Here is the opening paragraph for Section A:

"Any officer or employee of a Covered Agency who has authority to take, direct
others to take, recommend, or approve any Personnel Action, shall not, with
respect to such authority, take or fail to take, or threaten to take or fail
to take, a Personnel Action with respect to any employee serving in an
Intelligence Community Element as a reprisal for a Protected Disclosure. "

And here is what a "Personnel Action" is defined as:

"The term "Personnel Action• means an appointment, promotion, detail,
transfer, reassignment, demotion, suspension, termination, reinstatement,
restoration, reemployment, or performance evaluation; a decision concerning
pay, benefits, or awards; a decision concerning education or training if the
education or training may reasonably be expected to lead to an appointment,
reassignment, promotion, or performance evaluation; a decision to order
psychiatric testing or examination; and any other significant change in
duties, responsibilities, or working conditions."

Which means, Snowden couldn't be fired, however, he could still be charged
with crimes, nothing about that. But the next sentence can really invalidate
all of that:

"The term "Personnel Action• does not include the termination of an employee
pursuant to section 1609 of title 10, United States Code."

There are more caveats to "Personnel Action" but this first one is what caught
my eye. Looking up 10 USC § 1609[2]:

"(a) Termination Authority.— Notwithstanding any other provision of law, the
Secretary of Defense may terminate the employment of any employee in a defense
intelligence position if the Secretary— (1) considers that action to be in the
interests of the United States; and (2) determines that the procedures
prescribed in other provisions of law that authorize the termination of the
employment of such employee cannot be invoked in a manner consistent with the
national security. "

The first section of § 1609 is what really gets me: this is basically a get
out of jail free card for terminating the person who blows the whistle.

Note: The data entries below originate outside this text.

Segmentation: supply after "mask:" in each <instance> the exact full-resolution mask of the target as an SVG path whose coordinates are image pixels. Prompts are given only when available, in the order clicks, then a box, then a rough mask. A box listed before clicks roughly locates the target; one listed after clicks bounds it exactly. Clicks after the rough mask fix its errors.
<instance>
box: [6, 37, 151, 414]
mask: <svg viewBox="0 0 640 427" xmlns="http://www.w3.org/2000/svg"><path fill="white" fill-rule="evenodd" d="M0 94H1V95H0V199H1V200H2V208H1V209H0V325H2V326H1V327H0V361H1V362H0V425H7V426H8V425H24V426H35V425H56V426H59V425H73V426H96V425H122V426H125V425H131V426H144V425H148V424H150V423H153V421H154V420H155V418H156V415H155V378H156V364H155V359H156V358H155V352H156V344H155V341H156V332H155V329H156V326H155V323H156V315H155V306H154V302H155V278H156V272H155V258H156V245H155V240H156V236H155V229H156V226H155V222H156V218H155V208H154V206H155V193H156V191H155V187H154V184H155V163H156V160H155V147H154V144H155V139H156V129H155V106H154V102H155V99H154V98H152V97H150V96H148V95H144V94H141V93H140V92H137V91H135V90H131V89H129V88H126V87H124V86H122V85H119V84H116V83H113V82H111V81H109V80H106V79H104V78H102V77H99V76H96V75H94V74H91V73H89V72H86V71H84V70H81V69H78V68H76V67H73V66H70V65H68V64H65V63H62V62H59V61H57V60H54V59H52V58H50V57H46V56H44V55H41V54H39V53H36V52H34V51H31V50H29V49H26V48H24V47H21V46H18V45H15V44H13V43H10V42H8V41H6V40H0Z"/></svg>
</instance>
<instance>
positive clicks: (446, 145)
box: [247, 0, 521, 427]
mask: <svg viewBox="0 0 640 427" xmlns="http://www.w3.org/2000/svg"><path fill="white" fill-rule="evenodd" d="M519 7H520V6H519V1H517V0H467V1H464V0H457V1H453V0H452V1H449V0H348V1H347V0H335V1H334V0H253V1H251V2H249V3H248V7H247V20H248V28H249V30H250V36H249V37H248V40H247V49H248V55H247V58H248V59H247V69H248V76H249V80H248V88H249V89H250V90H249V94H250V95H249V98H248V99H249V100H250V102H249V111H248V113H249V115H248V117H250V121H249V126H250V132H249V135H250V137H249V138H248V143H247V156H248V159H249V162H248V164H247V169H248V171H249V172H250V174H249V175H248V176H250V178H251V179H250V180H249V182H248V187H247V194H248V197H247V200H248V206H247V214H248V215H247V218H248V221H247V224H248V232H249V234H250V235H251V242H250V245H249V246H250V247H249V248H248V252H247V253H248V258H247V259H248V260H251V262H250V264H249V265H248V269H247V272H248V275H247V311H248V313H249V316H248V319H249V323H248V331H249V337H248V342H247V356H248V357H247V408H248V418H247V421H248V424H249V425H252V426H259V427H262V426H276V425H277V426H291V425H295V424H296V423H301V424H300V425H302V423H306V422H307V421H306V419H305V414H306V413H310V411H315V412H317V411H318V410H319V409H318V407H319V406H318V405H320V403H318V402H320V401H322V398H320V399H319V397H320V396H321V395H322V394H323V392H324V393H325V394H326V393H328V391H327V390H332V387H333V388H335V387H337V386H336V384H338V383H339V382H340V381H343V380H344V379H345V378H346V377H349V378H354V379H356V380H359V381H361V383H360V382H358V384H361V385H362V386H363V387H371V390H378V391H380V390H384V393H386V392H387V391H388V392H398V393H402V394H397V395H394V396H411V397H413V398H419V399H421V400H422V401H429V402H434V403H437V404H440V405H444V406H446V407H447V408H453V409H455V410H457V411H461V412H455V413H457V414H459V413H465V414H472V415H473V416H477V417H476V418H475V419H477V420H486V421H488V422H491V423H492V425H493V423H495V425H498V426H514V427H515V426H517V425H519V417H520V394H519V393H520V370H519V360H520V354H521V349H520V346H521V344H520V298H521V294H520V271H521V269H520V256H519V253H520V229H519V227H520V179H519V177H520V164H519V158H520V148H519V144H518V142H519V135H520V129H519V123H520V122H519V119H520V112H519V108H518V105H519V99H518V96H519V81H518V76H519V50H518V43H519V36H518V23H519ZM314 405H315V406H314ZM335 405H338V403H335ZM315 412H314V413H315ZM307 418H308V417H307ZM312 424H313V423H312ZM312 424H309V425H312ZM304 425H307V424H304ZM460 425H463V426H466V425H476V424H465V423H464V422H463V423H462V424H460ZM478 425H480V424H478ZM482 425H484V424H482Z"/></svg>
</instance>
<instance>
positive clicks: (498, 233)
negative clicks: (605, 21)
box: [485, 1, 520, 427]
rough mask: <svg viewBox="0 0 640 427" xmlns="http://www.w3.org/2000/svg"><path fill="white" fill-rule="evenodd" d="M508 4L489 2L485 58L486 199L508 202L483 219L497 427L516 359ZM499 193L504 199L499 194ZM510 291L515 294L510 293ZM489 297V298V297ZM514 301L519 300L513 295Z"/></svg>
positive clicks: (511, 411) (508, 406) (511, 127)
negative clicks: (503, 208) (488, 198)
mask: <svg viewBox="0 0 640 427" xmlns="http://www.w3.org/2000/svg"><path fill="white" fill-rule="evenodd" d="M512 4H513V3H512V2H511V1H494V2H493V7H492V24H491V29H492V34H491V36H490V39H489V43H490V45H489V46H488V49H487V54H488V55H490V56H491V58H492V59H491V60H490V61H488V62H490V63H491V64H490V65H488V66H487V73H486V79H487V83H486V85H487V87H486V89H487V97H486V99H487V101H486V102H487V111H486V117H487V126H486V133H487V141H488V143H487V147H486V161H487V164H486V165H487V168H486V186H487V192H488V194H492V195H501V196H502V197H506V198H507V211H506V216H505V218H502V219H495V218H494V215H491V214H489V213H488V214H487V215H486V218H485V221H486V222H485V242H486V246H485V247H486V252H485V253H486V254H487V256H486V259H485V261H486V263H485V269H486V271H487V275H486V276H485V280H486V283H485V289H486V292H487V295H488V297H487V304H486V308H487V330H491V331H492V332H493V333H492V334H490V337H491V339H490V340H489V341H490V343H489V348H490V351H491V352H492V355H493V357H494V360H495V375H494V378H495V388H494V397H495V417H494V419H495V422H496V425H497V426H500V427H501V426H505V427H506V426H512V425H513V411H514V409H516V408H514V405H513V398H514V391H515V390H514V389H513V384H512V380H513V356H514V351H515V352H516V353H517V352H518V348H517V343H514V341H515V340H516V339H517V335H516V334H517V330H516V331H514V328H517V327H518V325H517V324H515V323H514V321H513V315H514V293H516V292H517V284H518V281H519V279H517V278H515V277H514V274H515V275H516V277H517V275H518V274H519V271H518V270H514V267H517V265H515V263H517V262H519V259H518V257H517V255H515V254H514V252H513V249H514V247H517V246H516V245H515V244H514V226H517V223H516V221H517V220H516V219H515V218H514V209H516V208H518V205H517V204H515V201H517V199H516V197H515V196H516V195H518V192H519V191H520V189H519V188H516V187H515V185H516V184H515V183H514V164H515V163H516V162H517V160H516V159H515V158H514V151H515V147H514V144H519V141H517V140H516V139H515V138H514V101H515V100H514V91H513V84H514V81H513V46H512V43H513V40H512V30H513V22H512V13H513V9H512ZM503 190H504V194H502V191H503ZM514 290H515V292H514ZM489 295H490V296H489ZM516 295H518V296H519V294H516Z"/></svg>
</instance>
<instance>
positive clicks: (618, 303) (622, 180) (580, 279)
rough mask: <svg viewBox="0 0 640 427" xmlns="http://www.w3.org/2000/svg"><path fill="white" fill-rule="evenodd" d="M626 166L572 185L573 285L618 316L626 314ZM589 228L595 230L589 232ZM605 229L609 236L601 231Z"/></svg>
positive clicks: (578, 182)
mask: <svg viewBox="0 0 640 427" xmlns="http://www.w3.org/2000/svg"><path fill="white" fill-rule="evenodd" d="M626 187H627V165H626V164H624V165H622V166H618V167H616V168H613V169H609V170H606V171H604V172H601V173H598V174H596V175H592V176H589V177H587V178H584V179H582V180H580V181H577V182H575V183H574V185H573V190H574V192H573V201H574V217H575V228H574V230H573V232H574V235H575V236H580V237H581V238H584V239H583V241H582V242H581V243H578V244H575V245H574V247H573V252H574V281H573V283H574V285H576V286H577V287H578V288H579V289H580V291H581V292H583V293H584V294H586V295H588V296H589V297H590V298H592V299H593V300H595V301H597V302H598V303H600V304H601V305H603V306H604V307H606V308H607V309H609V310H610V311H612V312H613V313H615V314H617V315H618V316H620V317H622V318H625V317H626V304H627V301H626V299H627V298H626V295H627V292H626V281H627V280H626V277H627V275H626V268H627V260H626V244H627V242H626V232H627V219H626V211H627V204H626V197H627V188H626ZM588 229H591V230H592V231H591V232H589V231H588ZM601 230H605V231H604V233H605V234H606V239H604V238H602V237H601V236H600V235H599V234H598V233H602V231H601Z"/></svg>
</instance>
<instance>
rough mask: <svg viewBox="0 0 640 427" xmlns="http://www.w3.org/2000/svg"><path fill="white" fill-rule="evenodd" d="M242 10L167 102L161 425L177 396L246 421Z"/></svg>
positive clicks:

Even then, the disclosure process is absolutely ridiculous and designed to
keep the public uninformed. Obama even said himself that if Snowden had gone
the "proper" route, then "we would most likely be in the same place now" but
he wouldn't have "put lives in danger". Except that the public wouldn't have
known about this invasion of privacy and it would have most likely been shot
down by higher ups instead of actually being fixed.

[1]
[https://www.fas.org/irp/offdocs/ppd/ppd-19.pdf](https://www.fas.org/irp/offdocs/ppd/ppd-19.pdf)

[2]
[http://www.law.cornell.edu/uscode/text/10/1609](http://www.law.cornell.edu/uscode/text/10/1609)

------
nly
Time to play 'privacy theater‎'?